During Rhee’s 1948-60 rule, labor unions functioned as a political arm of government. Teachers were pressured into joining his Liberal Party and required to investigate the political leanings of their students’ parents. High school and college students had to join the Korean Student Corps for National Defense and receive military training and anti-communist indoctrination.

The press was relatively free, although the Dong-A Ilbo was closed down for a while because the Chinese character for “puppet” was once used instead of “president” in reference to Rhee, apparently by mistake.

Rhee considered himself above the fray of politics, but when he saw that he was not going to be re-elected in 1952, he descended into it. At the time, the president was elected by the National Assembly. Rhee threatened to dissolve it if it did not approve a constitutional change to allow for presidential election by popular vote.

He treated opponents as if they were enemies of the state. When assemblymen voted to have martial law lifted in Busan, Rhee had half of them arrested. After a staged assassination attempt, police began to investigate alleged links to the opposition. Police claimed that an assemblyman called Chang Myon (who would later succeed Rhee as the country’s leader) was working with assassins paid by North Korea to depose Rhee. Under this type of pressure, the Assembly voted 160 to zero for Rhee’s constitutional amendments.

Rhee’s vice-presidential running mate, Lee Pom-sok, who as home minister controlled the police, was behind much of the maneuvering against the Assembly. Lee was a nationalist who had graduated from the Chinese Military Academy and fought the Japanese in China. He had held a general’s rank and served on the staff of the nationalist Chinese leader, Chiang Kai-shek.

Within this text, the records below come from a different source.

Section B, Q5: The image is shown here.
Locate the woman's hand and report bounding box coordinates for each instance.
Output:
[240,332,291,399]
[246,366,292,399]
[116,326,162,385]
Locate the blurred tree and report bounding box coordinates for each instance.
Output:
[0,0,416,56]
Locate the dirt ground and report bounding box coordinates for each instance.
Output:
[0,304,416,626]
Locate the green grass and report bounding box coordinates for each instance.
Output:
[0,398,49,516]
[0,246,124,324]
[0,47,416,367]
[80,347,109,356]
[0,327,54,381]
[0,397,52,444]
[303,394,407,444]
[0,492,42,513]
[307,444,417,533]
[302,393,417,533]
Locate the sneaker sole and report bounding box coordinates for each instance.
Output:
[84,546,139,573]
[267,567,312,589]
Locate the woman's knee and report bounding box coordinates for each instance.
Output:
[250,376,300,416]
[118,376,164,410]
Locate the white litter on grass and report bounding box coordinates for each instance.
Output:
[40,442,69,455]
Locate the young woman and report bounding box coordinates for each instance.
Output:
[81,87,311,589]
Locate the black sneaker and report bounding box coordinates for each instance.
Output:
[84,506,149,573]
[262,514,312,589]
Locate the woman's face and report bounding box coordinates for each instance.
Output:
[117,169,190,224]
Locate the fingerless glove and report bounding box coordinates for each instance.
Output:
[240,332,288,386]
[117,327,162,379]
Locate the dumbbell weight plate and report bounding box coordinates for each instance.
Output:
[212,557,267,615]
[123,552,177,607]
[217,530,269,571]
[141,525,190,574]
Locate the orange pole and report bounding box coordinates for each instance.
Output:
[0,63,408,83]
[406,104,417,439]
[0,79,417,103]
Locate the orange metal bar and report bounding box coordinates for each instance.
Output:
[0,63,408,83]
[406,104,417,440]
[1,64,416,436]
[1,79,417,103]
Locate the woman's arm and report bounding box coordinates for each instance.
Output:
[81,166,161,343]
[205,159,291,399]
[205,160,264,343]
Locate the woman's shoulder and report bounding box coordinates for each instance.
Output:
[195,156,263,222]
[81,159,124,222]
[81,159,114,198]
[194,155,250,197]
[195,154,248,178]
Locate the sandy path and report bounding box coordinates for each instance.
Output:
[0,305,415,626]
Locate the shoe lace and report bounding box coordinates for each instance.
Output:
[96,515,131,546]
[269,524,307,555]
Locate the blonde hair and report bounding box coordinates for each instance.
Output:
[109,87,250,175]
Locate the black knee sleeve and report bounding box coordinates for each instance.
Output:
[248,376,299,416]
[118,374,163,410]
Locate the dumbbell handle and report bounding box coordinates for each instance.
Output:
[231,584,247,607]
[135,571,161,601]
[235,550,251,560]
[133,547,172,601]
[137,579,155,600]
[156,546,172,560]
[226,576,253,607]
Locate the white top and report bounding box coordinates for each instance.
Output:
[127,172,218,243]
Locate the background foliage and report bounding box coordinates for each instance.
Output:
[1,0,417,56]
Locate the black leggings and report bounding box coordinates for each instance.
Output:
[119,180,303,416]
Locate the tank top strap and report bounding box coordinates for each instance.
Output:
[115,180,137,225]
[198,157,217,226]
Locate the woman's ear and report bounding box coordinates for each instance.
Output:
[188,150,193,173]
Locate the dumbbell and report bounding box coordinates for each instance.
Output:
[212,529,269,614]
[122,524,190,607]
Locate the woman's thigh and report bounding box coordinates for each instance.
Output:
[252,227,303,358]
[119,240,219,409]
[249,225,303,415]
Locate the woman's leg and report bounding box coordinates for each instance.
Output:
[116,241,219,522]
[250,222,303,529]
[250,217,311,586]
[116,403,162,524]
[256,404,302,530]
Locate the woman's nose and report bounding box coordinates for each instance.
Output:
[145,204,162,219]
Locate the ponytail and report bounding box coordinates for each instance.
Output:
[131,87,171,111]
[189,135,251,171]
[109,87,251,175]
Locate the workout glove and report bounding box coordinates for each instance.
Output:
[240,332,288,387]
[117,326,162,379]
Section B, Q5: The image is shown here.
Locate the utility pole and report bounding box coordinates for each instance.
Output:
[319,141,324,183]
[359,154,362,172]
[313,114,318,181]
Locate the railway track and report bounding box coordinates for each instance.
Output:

In 1946, Lee had formed the Korea National Youth Association, which had the support of the U.S. Department of Defense, and which he saw as the foundation of a future Korean army. This group soon claimed 1.3 million members. Pro-Western and anti-communist, its members supplemented police units and fought against leftists. On the day before the election, Rhee, who was feeling threatened by his running mate and his large youth group, suddenly ordered his supporters to vote for a different vice-presidential candidate, who won.

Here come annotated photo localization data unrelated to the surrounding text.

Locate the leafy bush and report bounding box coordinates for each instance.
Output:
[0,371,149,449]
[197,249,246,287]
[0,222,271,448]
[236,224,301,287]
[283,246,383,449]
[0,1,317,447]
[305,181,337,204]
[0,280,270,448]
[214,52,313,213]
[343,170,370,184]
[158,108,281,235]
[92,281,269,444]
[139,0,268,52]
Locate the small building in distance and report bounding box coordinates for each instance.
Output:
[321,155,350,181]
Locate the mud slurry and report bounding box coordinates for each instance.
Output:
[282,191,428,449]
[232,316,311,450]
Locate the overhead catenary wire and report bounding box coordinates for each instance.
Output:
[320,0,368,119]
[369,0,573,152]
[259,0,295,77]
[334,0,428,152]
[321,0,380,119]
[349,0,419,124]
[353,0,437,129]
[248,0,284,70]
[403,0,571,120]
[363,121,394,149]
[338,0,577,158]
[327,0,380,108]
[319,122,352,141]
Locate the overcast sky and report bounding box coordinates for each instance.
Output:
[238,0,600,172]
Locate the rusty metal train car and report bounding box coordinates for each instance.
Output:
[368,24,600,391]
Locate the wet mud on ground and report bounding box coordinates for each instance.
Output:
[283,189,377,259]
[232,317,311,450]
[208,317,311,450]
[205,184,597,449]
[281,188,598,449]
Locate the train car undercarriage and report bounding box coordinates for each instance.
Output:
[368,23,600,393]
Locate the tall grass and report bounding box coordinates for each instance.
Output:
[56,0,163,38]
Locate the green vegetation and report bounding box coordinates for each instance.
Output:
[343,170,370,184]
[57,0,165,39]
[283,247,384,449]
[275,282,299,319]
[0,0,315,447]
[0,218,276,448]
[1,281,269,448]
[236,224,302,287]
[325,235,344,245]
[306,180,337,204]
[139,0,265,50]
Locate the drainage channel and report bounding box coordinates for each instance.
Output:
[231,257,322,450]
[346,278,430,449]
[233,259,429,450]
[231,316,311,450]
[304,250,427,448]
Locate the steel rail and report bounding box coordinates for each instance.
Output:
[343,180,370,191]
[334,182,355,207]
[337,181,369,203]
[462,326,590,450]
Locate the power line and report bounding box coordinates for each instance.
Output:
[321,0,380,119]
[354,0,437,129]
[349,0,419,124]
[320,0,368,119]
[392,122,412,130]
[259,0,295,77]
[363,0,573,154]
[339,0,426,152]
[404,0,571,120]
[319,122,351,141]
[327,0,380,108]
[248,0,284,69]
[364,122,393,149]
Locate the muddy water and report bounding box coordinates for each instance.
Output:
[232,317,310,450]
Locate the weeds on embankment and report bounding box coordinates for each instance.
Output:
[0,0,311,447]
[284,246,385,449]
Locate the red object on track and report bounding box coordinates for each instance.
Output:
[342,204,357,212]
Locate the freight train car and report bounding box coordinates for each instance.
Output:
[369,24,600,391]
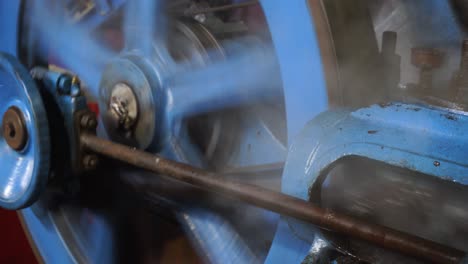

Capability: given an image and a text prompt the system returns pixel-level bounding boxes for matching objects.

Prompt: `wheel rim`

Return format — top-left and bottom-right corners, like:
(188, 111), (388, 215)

(261, 1), (330, 263)
(8, 1), (332, 263)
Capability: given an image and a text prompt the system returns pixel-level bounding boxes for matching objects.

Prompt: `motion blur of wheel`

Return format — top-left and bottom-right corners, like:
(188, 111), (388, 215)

(0, 1), (384, 263)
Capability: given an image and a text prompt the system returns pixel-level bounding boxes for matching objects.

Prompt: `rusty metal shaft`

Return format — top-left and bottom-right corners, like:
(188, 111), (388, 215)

(80, 133), (466, 264)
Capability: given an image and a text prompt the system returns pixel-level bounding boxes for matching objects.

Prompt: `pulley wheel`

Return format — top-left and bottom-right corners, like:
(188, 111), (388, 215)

(0, 52), (49, 210)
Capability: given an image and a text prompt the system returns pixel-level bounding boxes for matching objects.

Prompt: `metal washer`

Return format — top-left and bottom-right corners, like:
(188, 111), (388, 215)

(99, 55), (159, 149)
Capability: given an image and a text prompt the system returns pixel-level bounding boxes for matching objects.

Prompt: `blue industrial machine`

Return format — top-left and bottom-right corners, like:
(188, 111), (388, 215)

(1, 0), (468, 263)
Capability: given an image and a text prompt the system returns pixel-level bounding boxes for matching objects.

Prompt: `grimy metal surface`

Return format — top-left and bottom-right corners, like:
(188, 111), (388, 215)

(80, 133), (466, 264)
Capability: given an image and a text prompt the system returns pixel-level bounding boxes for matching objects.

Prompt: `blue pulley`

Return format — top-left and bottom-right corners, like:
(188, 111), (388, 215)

(0, 52), (50, 210)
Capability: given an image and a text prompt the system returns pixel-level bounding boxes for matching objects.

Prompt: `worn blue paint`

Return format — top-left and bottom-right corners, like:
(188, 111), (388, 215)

(286, 102), (468, 198)
(277, 102), (468, 262)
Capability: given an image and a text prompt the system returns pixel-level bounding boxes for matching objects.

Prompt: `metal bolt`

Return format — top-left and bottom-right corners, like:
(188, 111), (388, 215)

(57, 75), (72, 94)
(411, 47), (443, 91)
(194, 13), (207, 23)
(58, 75), (81, 96)
(108, 83), (138, 133)
(2, 106), (28, 151)
(70, 76), (82, 97)
(80, 114), (97, 129)
(83, 154), (99, 170)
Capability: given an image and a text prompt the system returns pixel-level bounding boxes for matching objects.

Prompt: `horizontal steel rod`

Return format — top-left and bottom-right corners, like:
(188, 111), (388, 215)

(80, 133), (466, 264)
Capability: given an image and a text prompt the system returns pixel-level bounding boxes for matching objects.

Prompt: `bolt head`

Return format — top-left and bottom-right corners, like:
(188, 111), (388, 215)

(80, 114), (97, 130)
(108, 83), (138, 134)
(57, 75), (72, 94)
(83, 155), (99, 170)
(88, 118), (97, 129)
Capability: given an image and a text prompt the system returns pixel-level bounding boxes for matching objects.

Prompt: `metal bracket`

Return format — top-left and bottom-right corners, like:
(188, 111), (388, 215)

(31, 67), (95, 193)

Another constitutional amendment allowed Rhee to run for a third term in 1956. He won again. One opposition candidate died of a heart attack just before the election, but still received about 20 percent of the vote.

Another, Cho Bong-am, won 22 percent. Cho was a former communist who had split with his former associates before the war over their subservience to the Soviet Union, and had earlier become Rhee’s agriculture minister. He argued that the way to defeat communism was to strengthen democracy and that it would be eventually possible to win peacefully in an all-Korea election. Leaders of his Progressive Party were arrested in 1958 for allegedly contacting North Korea. Cho was charged with spying and was sentenced to five years for contacting a North Korean agent. An appellate court sentenced him to death. He was executed in 1959.

Now in his 80s, Rhee became more isolated and his administration more inefficient. In 1960, he ran a fourth time and won 88.7 percent of the vote. Twenty people were killed in election violence and many injured in protests against the widespread vote-rigging. These protests erupted into full-scale demonstrations. After several protesting students were shot and killed in the streets of Seoul, Rhee resigned in disgrace. He lived the rest of his life in exile in Hawaii.

How to assess Rhee’s contribution as the first president? He was no George Washington or Nelson Mandela. His republic had elections. It survived. That was about it.

Despite the war and the poverty, Rhee could have done so much more. He had vast experience in democratic countries. He also had a mandate for vigorous action, particularly as he had had to deal with leftist guerrilla subversion, left-right violence, and a civil war. However, he failed to institute the basic traditions of democracy — reasonably fair elections and a tradition of peaceful democratic succession. Had he lost to Cho Bong-am in 1952 or 1956 and stepped down in a dignified manner, or retired and let another candidate run, he may be remembered today with more affection.